L'idée d'une restauration impériale
La disparition de l’Empire romain en 476 ne met pas un terme à l'idée d’un rétablissement impérial au sein du clergé et dans l’entourage du pape. À la fin du VIIIe siècle, elle surgit à la cour des rois francs et s’impose peu à peu, surtout sous l’impulsion de lettrés comme Alcuin. Ceux-ci entre perçoivent la grandeur de l’Empire à travers les textes classiques et sont peu à peu gagnés par la volonté d’une restauration impériale autour de Charlemagne. À leurs yeux, le nouvel Empire romain ne peut être que chrétien. Ils le conçoivent comme un corps politique destiné à défendre l’Église en Occident, au même titre que l’Empire byzantin en Orient.
Le choix de Charlemagne
En outre, des troubles éclatent à Rome et à Byzance, et bouleversent l’ordre du monde connu à l’époque. On attend une personne capable de le maintenir car l’autorité du pape et de l’empereur byzantin faiblit.
Le rôle joué par Léon III
En 799, un soulèvement populaire fomenté par les aristocrates menace le pape Léon III. Le 25 avril, il est attaqué lors d'une procession. Il trouve refuge auprès de Charlemagne, choix qui n'a rien d’étonnant car Pépin le Bref avait déjà défendu le Saint-Siège contre les Lombards.

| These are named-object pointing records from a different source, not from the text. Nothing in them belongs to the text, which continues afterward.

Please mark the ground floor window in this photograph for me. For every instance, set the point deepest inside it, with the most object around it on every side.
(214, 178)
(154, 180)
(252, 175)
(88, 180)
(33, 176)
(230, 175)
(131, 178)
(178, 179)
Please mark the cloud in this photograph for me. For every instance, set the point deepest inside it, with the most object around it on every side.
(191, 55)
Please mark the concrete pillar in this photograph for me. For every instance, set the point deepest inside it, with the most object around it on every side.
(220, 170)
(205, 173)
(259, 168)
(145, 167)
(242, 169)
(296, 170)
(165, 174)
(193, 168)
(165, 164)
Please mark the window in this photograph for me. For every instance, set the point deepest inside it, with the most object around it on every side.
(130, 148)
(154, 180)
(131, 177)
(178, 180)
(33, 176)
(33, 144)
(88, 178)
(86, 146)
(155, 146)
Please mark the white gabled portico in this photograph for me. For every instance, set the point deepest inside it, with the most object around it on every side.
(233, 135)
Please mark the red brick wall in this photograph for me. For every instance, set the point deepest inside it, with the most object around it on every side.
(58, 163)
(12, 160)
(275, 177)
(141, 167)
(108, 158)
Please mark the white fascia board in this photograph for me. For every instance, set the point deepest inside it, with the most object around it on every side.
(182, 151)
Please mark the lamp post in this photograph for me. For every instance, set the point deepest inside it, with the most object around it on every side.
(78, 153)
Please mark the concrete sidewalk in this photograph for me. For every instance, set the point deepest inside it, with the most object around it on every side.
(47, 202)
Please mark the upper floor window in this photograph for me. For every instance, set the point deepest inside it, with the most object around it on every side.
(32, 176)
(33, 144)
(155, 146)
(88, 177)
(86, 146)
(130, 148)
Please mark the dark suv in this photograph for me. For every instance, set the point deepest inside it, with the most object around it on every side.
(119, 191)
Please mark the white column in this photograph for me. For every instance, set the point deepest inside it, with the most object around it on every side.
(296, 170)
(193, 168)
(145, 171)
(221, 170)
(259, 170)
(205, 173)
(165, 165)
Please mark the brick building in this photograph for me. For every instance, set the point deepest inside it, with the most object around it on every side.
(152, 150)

Charlemagne se rend à Rome pour confirmer l'autorité de Léon III qui profite de cette occasion pour le couronner empereur. Cette idée ne germe pas subitement dans son esprit. Au contraire, il souhaite le couronnement de Charlemagne, protecteur du Saint-Siège, depuis plusieurs années. De 796 à 798, il fait d'ailleurs réaliser la mosaïque du Triclinium. Cette œuvre rapproche le souverain franc de l’empereur romain Constantin et établit une filiation entre eux.
La cérémonie
La cérémonie comprend trois moments forts. Léon III pose la couronne impériale sur la tête du monarque. L’assemblée acclame le nouvel empereur. Puis le pape se prosterne devant Charlemagne. Alors qu’à Byzance l’acclamation des grands précède et légitime le couronnement impérial, Léon III impose qu’elle suive la proclamation même. Il signifie par là qu’il demeure le chef suprême de la chrétienté, capable d’imposer ses choix aux grands. Charlemagne n’est d'ailleurs pas sacré empereur. Toutefois, le pape accompagne le couronnement d’une consécration. Il octroie ainsi une fonction sacrée à Charlemagne.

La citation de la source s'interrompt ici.